Thursday, April 24, 2014

RedPrairie Implementation of Sampling in Workflows

Sometimes you come across an algorithm that is so elegant yet simple that you have to appreciate it.  It is a common requirement to apply some operation to a percentage of tasks for audit reasons.  For example you may want to divert 10% of the picked cartons to a special lane for audit.  Similarly you may want to apply some workflows to a certain percentage of items only.

When I considered the problem, I concluded that I would have to somehow mark the task, e.g. pckwrk, to indicate which cartons need to be audited.  RedPrairie has the concept of Workflow Rates:


Looking at this setup I was intrigued because the setup was independent of any workflow and was talking about probability.  Going deeper into the implementation, I was amazed at the elegance and simplicity of their implementation - rather than marking every nth row and deal with the associated complexities - simply roll a dice - if it says "1" - apply workflow - Genius!

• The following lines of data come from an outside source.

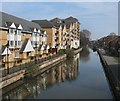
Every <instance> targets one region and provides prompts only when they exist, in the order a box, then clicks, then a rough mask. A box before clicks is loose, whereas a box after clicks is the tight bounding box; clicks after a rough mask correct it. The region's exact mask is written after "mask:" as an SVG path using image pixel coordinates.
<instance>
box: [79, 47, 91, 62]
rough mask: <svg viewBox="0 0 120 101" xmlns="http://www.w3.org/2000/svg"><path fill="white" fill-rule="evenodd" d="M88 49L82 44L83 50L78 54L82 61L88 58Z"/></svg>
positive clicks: (83, 60)
mask: <svg viewBox="0 0 120 101" xmlns="http://www.w3.org/2000/svg"><path fill="white" fill-rule="evenodd" d="M89 54H90V51H89V48H88V47H87V46H84V47H83V50H82V52H81V54H80V59H81V60H82V61H83V62H87V61H88V60H89V59H90V55H89Z"/></svg>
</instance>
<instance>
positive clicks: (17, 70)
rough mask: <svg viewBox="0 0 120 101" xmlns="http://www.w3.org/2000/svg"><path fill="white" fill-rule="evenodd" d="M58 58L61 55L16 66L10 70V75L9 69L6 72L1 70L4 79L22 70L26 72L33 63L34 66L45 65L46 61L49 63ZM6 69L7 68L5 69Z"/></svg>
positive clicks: (53, 55) (11, 67) (6, 69)
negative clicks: (53, 59)
mask: <svg viewBox="0 0 120 101" xmlns="http://www.w3.org/2000/svg"><path fill="white" fill-rule="evenodd" d="M58 56H61V55H60V54H54V55H52V56H47V57H44V58H41V59H38V60H36V61H30V62H28V63H25V64H21V65H19V66H14V67H11V68H9V74H7V69H4V70H1V72H2V77H5V76H7V75H10V74H13V73H16V72H18V71H21V70H24V69H25V68H26V67H28V64H29V63H32V64H40V63H43V62H44V61H47V60H50V59H54V58H56V57H58ZM4 68H5V67H4Z"/></svg>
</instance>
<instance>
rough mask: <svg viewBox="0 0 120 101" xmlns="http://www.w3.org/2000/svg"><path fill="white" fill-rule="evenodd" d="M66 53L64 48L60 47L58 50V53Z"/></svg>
mask: <svg viewBox="0 0 120 101" xmlns="http://www.w3.org/2000/svg"><path fill="white" fill-rule="evenodd" d="M65 53H66V49H60V50H59V51H58V54H65Z"/></svg>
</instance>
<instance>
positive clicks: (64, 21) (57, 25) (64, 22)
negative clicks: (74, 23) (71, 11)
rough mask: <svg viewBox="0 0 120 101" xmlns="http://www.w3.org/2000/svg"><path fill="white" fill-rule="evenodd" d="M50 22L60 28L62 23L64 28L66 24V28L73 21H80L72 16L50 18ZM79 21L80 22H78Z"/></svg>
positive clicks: (71, 22)
mask: <svg viewBox="0 0 120 101" xmlns="http://www.w3.org/2000/svg"><path fill="white" fill-rule="evenodd" d="M50 22H52V23H53V25H54V26H55V27H56V28H59V27H60V25H61V26H62V28H63V27H64V25H66V28H70V25H71V24H72V23H73V22H78V20H77V19H76V18H73V17H72V16H71V17H68V18H66V19H60V18H57V17H56V18H54V19H52V20H50ZM78 23H79V22H78Z"/></svg>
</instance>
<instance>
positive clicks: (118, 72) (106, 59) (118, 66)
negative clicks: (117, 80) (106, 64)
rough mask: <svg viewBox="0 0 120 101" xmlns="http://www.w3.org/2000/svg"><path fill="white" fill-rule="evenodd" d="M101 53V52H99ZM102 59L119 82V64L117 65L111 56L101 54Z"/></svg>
mask: <svg viewBox="0 0 120 101" xmlns="http://www.w3.org/2000/svg"><path fill="white" fill-rule="evenodd" d="M101 52H102V51H101ZM103 58H104V59H105V61H106V63H107V65H108V66H109V68H110V69H111V71H112V73H113V75H114V77H115V78H116V79H117V80H119V81H120V76H119V74H120V63H118V61H117V59H115V58H114V57H112V56H107V55H105V54H104V53H103Z"/></svg>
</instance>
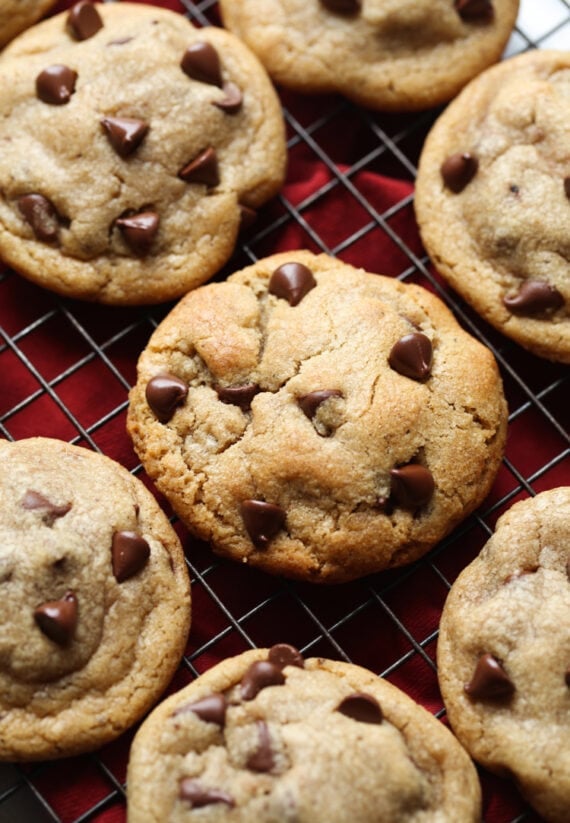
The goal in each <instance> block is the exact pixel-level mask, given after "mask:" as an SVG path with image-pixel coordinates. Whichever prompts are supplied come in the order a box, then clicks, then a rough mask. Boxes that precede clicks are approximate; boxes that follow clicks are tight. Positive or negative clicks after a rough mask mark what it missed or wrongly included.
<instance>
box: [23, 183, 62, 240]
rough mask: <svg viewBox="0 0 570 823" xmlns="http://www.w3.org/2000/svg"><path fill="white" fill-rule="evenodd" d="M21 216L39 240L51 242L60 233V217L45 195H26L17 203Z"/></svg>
mask: <svg viewBox="0 0 570 823" xmlns="http://www.w3.org/2000/svg"><path fill="white" fill-rule="evenodd" d="M16 202H17V203H18V209H19V210H20V214H21V215H22V217H23V218H24V220H25V221H26V223H28V224H29V225H30V226H31V227H32V230H33V232H34V234H35V235H36V237H37V238H38V240H43V241H45V242H49V241H50V240H55V239H56V238H57V235H58V232H59V215H58V213H57V210H56V208H55V206H54V205H53V203H52V202H51V200H48V199H47V197H44V195H43V194H24V195H22V197H19V198H18V200H17V201H16Z"/></svg>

Consider that if we have a work-station next to a conveyor where picked cartons are traveling and it is the job of the user to audit 50% of the cartons that pass next to him.  He could try to pick every other carton or he could simply flip a coin when he sees a carton - heads audit it, tails let it go.  Law of Large Numbers guarantees that  our results will approach the desired rate.

How do we toss a coin in software?  Generate random numbers.  For the random numbers generated by software  each number in a given random sequence had an equal chance of occurring, and that various other patterns in the data should be also distributed equiprobably.  So all we have to do is generate a number and check against defined probability to see if we should perform the operation.

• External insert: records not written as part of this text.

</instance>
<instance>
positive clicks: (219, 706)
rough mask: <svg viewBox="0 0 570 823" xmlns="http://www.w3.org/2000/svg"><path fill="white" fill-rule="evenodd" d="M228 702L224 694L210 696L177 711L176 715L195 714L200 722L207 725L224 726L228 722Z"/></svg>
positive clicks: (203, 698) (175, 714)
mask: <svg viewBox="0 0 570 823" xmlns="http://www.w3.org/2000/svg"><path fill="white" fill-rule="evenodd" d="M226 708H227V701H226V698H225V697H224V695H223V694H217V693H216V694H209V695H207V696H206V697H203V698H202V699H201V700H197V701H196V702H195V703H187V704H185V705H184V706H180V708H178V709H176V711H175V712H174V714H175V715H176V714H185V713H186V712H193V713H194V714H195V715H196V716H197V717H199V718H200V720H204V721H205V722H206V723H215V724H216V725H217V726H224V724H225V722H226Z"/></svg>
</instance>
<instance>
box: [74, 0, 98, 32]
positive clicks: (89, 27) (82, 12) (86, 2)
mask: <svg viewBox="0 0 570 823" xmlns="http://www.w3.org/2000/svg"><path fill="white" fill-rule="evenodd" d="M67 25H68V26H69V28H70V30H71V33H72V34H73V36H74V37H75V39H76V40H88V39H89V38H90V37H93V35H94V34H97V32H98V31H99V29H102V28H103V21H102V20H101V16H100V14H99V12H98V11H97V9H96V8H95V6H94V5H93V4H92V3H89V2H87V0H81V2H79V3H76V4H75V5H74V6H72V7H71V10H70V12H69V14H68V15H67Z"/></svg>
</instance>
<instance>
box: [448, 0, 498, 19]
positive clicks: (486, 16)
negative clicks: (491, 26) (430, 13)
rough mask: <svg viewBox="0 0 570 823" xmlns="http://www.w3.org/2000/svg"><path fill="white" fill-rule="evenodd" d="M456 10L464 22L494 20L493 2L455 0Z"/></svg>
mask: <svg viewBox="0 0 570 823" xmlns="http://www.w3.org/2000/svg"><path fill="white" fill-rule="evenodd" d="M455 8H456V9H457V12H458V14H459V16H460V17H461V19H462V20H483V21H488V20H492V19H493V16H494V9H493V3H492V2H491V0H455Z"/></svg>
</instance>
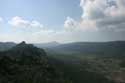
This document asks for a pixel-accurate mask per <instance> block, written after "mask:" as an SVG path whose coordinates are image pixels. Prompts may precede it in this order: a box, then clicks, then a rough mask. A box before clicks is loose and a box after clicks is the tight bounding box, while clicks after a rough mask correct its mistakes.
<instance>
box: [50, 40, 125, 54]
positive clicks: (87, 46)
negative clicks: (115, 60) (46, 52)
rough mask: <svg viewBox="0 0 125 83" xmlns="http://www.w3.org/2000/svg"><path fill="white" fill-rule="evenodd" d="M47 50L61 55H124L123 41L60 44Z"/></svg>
mask: <svg viewBox="0 0 125 83" xmlns="http://www.w3.org/2000/svg"><path fill="white" fill-rule="evenodd" d="M49 49H51V50H53V51H56V52H62V53H71V54H73V53H79V54H96V55H97V54H101V55H110V54H111V55H124V54H125V41H112V42H75V43H68V44H60V45H58V46H55V47H50V48H49Z"/></svg>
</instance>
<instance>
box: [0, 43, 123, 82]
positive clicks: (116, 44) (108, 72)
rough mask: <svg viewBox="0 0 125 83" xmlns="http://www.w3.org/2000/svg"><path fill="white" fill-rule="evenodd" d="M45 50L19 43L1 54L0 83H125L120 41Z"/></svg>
mask: <svg viewBox="0 0 125 83" xmlns="http://www.w3.org/2000/svg"><path fill="white" fill-rule="evenodd" d="M39 45H40V44H39ZM3 46H6V44H4V45H3ZM46 46H47V47H46ZM46 46H38V47H42V48H43V47H44V50H43V49H42V48H41V49H40V48H37V47H35V46H33V45H32V44H26V43H25V42H22V43H20V44H17V45H16V46H11V47H9V48H7V49H4V50H6V51H3V50H2V51H1V52H0V83H124V82H125V72H124V71H125V56H124V54H125V42H124V41H115V42H85V43H83V42H78V43H70V44H58V45H57V44H56V45H55V46H54V44H53V45H51V43H49V45H47V44H46Z"/></svg>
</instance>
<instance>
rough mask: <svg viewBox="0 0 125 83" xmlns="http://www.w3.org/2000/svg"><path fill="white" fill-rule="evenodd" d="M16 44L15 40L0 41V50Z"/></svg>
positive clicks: (3, 49)
mask: <svg viewBox="0 0 125 83" xmlns="http://www.w3.org/2000/svg"><path fill="white" fill-rule="evenodd" d="M14 46H16V43H13V42H0V51H4V50H8V49H10V48H12V47H14Z"/></svg>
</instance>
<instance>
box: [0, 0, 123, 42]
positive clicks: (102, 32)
mask: <svg viewBox="0 0 125 83" xmlns="http://www.w3.org/2000/svg"><path fill="white" fill-rule="evenodd" d="M124 35H125V0H0V41H2V42H7V41H9V42H10V41H12V42H21V41H26V42H28V43H44V42H52V41H57V42H61V43H67V42H79V41H89V42H93V41H118V40H125V36H124Z"/></svg>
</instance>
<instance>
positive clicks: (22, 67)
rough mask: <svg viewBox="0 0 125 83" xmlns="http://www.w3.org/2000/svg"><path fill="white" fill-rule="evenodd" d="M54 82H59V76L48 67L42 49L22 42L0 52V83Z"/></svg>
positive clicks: (45, 54) (48, 65)
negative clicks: (12, 47) (5, 50)
mask: <svg viewBox="0 0 125 83" xmlns="http://www.w3.org/2000/svg"><path fill="white" fill-rule="evenodd" d="M54 80H60V75H59V74H58V73H57V72H56V71H55V69H54V68H53V67H51V66H50V65H49V63H48V59H47V56H46V53H45V52H44V50H43V49H39V48H37V47H34V46H33V45H31V44H26V43H25V42H22V43H20V44H18V45H16V46H15V47H13V48H11V49H10V50H8V51H4V52H0V83H43V82H44V83H45V82H47V83H50V82H52V81H54ZM55 83H56V82H55Z"/></svg>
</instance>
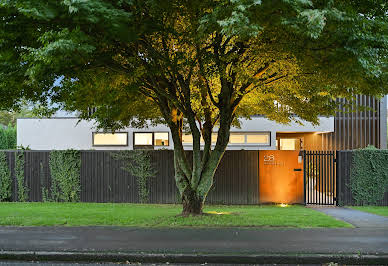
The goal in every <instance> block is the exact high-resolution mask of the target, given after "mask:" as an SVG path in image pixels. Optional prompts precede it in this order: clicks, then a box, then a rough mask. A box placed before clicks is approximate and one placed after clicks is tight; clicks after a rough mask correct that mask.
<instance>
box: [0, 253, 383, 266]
mask: <svg viewBox="0 0 388 266" xmlns="http://www.w3.org/2000/svg"><path fill="white" fill-rule="evenodd" d="M0 260H18V261H58V262H59V261H60V262H65V261H67V262H68V261H72V262H125V261H129V262H143V263H166V262H169V263H233V264H290V263H291V264H306V263H308V264H321V263H330V262H335V263H344V264H380V265H381V264H388V254H381V255H362V254H335V255H333V254H247V255H243V254H235V255H230V254H163V253H159V254H158V253H152V254H146V253H125V252H117V253H114V252H108V253H107V252H101V253H98V252H49V251H36V252H34V251H0Z"/></svg>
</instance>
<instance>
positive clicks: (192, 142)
mask: <svg viewBox="0 0 388 266" xmlns="http://www.w3.org/2000/svg"><path fill="white" fill-rule="evenodd" d="M192 143H193V136H192V135H191V134H183V135H182V144H192Z"/></svg>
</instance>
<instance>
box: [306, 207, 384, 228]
mask: <svg viewBox="0 0 388 266" xmlns="http://www.w3.org/2000/svg"><path fill="white" fill-rule="evenodd" d="M311 208H313V209H315V210H317V211H320V212H323V213H325V214H327V215H330V216H332V217H334V218H336V219H338V220H342V221H345V222H348V223H350V224H352V225H354V226H355V227H359V228H386V229H387V230H388V217H384V216H380V215H376V214H372V213H368V212H363V211H359V210H354V209H350V208H344V207H323V206H320V207H318V206H314V207H311Z"/></svg>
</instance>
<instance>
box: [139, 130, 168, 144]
mask: <svg viewBox="0 0 388 266" xmlns="http://www.w3.org/2000/svg"><path fill="white" fill-rule="evenodd" d="M133 138H134V141H133V143H134V146H168V145H169V134H168V132H134V133H133Z"/></svg>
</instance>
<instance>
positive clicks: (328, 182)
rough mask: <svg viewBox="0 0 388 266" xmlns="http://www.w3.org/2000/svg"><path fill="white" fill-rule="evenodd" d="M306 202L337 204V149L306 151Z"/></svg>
mask: <svg viewBox="0 0 388 266" xmlns="http://www.w3.org/2000/svg"><path fill="white" fill-rule="evenodd" d="M303 157H304V160H303V169H304V199H305V201H304V202H305V204H316V205H336V204H337V184H336V182H337V178H336V165H335V162H336V152H335V151H304V156H303Z"/></svg>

To see it working - the command responsible for doing this is "get probability calculation".  You should pass in prob_qty and max_prob_qty.  For example for 10% probability you should pass in 10 and 100 respectively.

To test it, you can run it for large numbers and see the results.  So lets run it for 10, 100, 1000,and 10000 iterations and see how many workflows we will do.  Results were - as expected:

When you run the test, the exact counts will be different but they will approach the desired 10% result.  Simplicity of this solution is truly elegant.  The result should be acceptable for anyone.

For reference, the code to generate the above table is:

do loop where iterations = 4
|
{
   sl_power
   where num = 10
   and power = @i+1
   |
   publish data
   where max_iterations = @o_value
   |
   {
      do loop where iterations = @max_iterations
      |
      {
         get probability calculation result
         where prob_qty = 10
         and max_prob_qty = 100
         and invtid_num = 1
         |
         if ( @result = 1 )
            filter data where moca_filter_level = '1'   
      }
   } 
   >> res
   |
   publish data 
   where max_iterations = @max_iterations
   and cnt_work_done = rowcount(@res)
}